The other representation ("output" representation of an alleged code) could be some structural features in the splicesome (or more broadly in "splicing apparatus"). In order to be able to talk of "splicing code" we would ideally like to know:
-- All elements of both representations
-- The correspondence between each element of the "input" representation and each element of the "output" representation
Unfortunately, what we know thus far are some sequence features present in hnRNAs (such as GT at the 5'end of an intron and AG at the 3'end, branching sequences, two base periodic repeats of dinucleotides and so on). There is no evidence (thus far) that these known features indeed represent a "message" or even that they correspond to anything beyond themselves. Needless to say, our knowledge of structural features that constitute "splicing apparatus" is still insufficient to consider it as an "output" representation in our alleged coding.

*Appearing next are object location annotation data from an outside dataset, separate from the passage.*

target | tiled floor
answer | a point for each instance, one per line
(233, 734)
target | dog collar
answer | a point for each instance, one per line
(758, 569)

The above example illustrates a non-trivial and extremely
important problem: Can we decide which of the observed structural features are the code words (i.e elements of the "input" representation) without knowing the details of the "output" representation pertinent to a given biological function ?
The goal of the planned workshop is to provide (at least partially) an answer to this question. In particular we would like to:
1) Determine criteria for characterizing what constitutes biological coding (not only the "genetic code").
2) Explore and assess the applicability of existing coding theory to problems of biological coding.
3) Examine (and suggest) criteria to recognize the existence of a code.
4) Examine methods to determine an entire set of code words given instances of it (or at least to deduce other code words once some code words are known).
5) Formulate (and suggest methods of solving) a parsing problem for biological coding.
In order to achieve these goals, we intend to bring together
experts in modern coding theory and experts in studying problems of biological coding. To our knowledge, the planned workshop will be the first meeting explicitly devoted to the problem of biological coding.
The Human Genome Project has given enormous momentum for development of computational techniques in Molecular Biology. We believe that our workshop will provide some theoretical and conceptual tools for those techniques. In this respect it will be an important contribution to the Genome project.